The risks that come with this particular group of possible tenants is predominantly the uncertainty of rent payments. The complications of the benefits system and the bad reputation that the majority of these people have unfairly been given has put them at the back of the line when it comes to choosing tenants. But often, these are the people that really do need permanent accommodation and with the housing crisis worsening, their situation is not getting any easier. CIA Landlord Insurance take a brief look at the pro’s and con’s of renting to DSS tenants…
A bad reputation
It doesn’t take a genius to work out that there are many more complexities involved in receiving payments from DSS tenants. Firstly, finding the money is going to inevitably harder for them. The housing benefit that they receive is usually less than the market rent so it’s likely that they will have a percentage to cover themselves. Typically due to their situation, these people are unemployed or earn very little so do not have much in the way of income. Deposits are usually out of the question, due to their financial difficulties.
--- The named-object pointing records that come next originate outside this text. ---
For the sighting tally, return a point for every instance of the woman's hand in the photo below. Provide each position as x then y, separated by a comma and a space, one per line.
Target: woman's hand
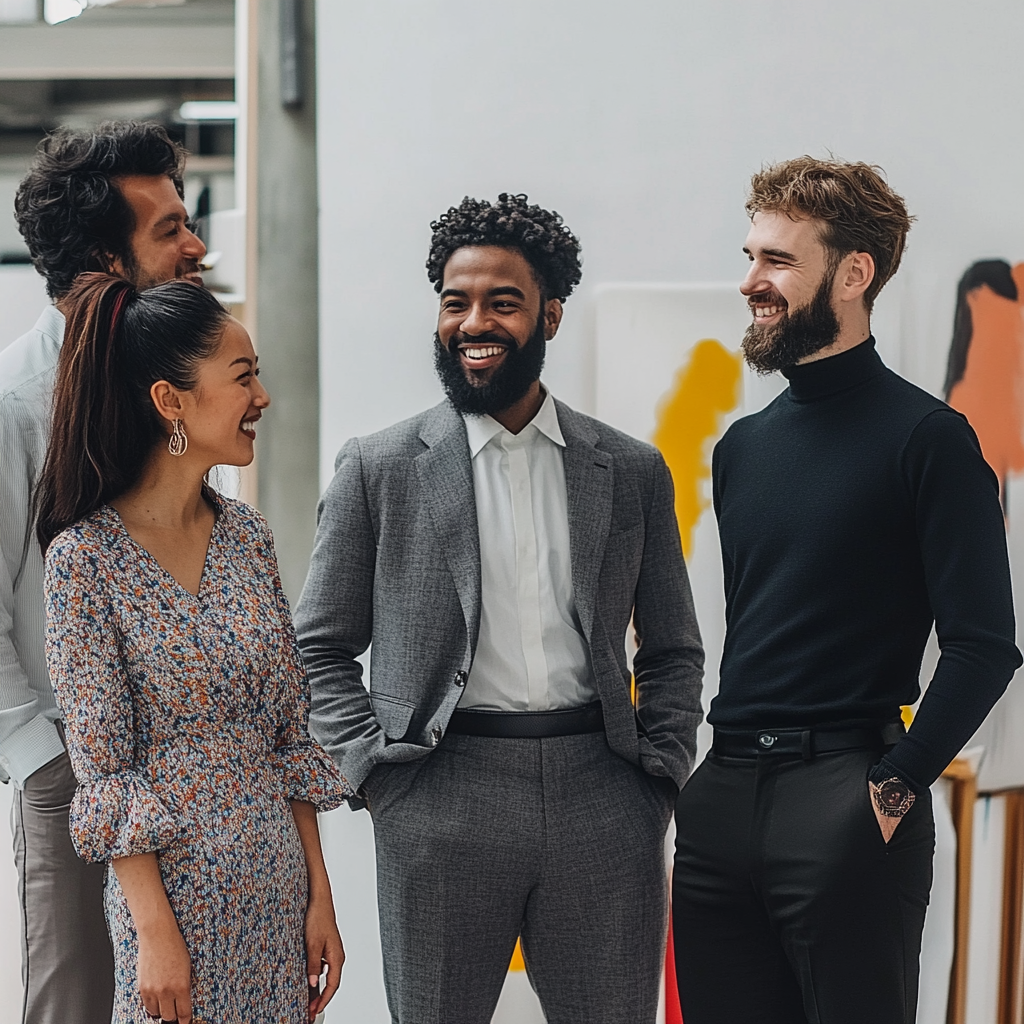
164, 967
323, 947
165, 973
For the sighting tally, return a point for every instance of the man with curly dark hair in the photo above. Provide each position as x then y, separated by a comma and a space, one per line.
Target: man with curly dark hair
103, 200
494, 551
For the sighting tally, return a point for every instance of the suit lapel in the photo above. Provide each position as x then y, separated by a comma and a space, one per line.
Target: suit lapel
446, 477
589, 485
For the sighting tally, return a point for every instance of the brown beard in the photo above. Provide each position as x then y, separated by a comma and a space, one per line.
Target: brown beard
800, 333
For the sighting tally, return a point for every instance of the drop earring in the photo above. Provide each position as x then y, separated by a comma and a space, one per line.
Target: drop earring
178, 441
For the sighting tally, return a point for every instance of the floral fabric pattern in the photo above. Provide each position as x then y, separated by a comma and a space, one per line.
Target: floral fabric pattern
186, 724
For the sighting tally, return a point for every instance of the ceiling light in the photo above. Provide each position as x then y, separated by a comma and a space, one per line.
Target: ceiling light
209, 110
56, 11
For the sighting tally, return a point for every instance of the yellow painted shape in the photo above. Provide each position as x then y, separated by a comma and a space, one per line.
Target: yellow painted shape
689, 419
517, 962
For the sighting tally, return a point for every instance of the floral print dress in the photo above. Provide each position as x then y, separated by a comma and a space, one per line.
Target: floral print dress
186, 725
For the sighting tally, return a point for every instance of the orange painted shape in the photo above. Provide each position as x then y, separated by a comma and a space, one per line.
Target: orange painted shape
689, 420
518, 964
990, 393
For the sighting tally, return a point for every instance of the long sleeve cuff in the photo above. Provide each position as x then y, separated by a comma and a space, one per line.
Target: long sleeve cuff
309, 774
28, 749
120, 816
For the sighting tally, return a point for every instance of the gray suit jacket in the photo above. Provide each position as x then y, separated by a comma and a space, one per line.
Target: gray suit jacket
396, 563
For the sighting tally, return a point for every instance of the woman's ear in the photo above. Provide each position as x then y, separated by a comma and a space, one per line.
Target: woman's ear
167, 400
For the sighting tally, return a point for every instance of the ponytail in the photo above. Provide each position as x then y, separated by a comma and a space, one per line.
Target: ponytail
118, 343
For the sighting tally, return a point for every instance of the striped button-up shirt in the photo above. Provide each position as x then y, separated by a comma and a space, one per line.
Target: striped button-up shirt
28, 712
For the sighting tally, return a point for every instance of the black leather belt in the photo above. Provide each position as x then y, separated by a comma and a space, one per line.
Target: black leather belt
805, 742
528, 724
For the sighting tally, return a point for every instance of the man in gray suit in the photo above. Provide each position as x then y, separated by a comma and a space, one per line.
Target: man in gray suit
494, 551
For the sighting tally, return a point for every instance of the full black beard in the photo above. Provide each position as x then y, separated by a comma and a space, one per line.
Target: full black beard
799, 334
507, 384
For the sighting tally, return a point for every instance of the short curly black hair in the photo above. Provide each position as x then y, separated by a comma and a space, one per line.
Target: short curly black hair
71, 213
550, 248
Something else that often puts landlords off is the benefits system. It’s something that’s always changing and instead of trying to keep up with all the legislation, many landlords choose to simply opt out and save themselves the headache. There was a time when DSS tenants were an attractive prospect for a landlord as the rent payments came directly from the council, meaning guaranteed payments. In a bid to encourage these tenants to be more responsible with their money, the payments now go to the tenant and it’s their responsibility to transfer it to the landlord, which began to cause problems. Some councils have stuck to the old system and do still allow direct payments to the landlord, but not in many cases.
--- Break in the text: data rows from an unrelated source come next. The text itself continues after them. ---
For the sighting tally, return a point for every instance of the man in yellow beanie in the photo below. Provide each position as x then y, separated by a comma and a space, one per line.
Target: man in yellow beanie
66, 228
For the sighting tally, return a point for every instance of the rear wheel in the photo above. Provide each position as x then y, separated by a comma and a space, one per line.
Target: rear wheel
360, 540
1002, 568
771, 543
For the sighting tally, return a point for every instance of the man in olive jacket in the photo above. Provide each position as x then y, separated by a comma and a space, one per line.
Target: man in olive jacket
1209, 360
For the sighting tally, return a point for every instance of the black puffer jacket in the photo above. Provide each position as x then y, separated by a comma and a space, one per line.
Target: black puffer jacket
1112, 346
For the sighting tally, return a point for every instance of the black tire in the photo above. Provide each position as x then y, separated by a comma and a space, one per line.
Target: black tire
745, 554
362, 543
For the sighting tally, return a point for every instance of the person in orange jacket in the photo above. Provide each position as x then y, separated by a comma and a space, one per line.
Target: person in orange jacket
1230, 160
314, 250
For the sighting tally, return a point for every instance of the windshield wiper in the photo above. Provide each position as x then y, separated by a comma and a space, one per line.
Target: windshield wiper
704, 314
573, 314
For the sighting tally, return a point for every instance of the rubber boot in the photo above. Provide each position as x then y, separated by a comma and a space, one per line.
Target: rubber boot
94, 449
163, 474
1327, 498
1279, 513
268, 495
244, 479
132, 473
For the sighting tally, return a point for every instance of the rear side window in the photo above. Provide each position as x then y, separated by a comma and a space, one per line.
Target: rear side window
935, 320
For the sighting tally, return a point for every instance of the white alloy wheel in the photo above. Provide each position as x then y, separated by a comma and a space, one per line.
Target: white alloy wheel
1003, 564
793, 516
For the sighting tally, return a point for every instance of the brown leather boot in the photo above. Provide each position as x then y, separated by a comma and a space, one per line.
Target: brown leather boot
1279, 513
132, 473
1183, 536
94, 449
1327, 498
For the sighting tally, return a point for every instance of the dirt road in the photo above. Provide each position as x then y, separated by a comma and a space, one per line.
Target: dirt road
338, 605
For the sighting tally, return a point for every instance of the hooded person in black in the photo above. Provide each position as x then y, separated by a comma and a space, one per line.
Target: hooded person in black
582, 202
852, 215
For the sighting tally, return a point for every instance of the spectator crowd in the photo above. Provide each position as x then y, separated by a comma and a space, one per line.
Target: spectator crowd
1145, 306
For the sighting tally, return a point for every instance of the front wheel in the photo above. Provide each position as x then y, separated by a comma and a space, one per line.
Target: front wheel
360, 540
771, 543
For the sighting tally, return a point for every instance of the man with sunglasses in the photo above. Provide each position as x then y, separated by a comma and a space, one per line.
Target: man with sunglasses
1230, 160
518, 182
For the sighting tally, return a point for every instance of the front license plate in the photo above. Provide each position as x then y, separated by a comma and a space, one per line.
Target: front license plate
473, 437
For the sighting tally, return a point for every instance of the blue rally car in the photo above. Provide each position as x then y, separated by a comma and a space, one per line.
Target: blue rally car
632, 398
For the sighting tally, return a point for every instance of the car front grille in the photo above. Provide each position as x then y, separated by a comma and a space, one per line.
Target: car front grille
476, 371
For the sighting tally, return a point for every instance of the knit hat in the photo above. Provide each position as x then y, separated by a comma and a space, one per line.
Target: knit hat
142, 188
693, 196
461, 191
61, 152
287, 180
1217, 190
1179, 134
To make the system all the more unattractive, the councils retain the right to try and regain past payments from landlords if it later emerges that a tenant was either claiming fraudulently or was being overpaid. This is not a good situation for a landlord to be in and there’s nothing that they can do about it – even if they were completely unaware of the tenants change of circumstances. Buildings and content insurance premiums are also often higher when letting to DSS tenants and some insurance is even refused altogether. We advise you check the terms and conditions of your buy-to-let mortgage loan as some do not allow landlords to let to tenants on any kind of benefits or income support.
As with anything, with negatives come opposing positives. Despite the system not making it easy for landlords, it’s definitely possible to have a very successful renting relationship with DSS tenants. There’s a good chance that these tenants will stay with you for longer as they are looking for the stability of a long-term lease which is a huge plus point and actually adds financial security to the tenancy. Social housing cannot meet the demand so you’d be opening up your property to a huge number of prospective tenants.
DSS tenants are also very easy to find. You can list your property on sites such as DSS Move. If you let your local social housing office know that you take on DSS tenants, they will essentially advertise your property for free. Some local authorities will also give your details out to DSS tenants looking for accommodation. These methods are all completely free and obviously there’s no letting agent fees to contend with.
If you are worried about taking on these tenants, arrange to meet them in person. Your reservations will most likely be put straight to bed. In most cases, the tenants themselves are completely unproblematic. You can always ask for character references from previous landlords or get the details for a guarantor if your worries persist.
DSS tenants will suit some landlords and not others, but it’s so important to not make presumptions about people or get put off by scare stories. You run the risk of not receiving rent payments with any tenants, not just those on housing benefits.
Many people have no choice but to claim benefits and the fact that social housing is being reduced by the government adds even more pressure to their situation. If you do decide to take on this avenue of renting, be sure to do your research and ensure that it’s a good move for you.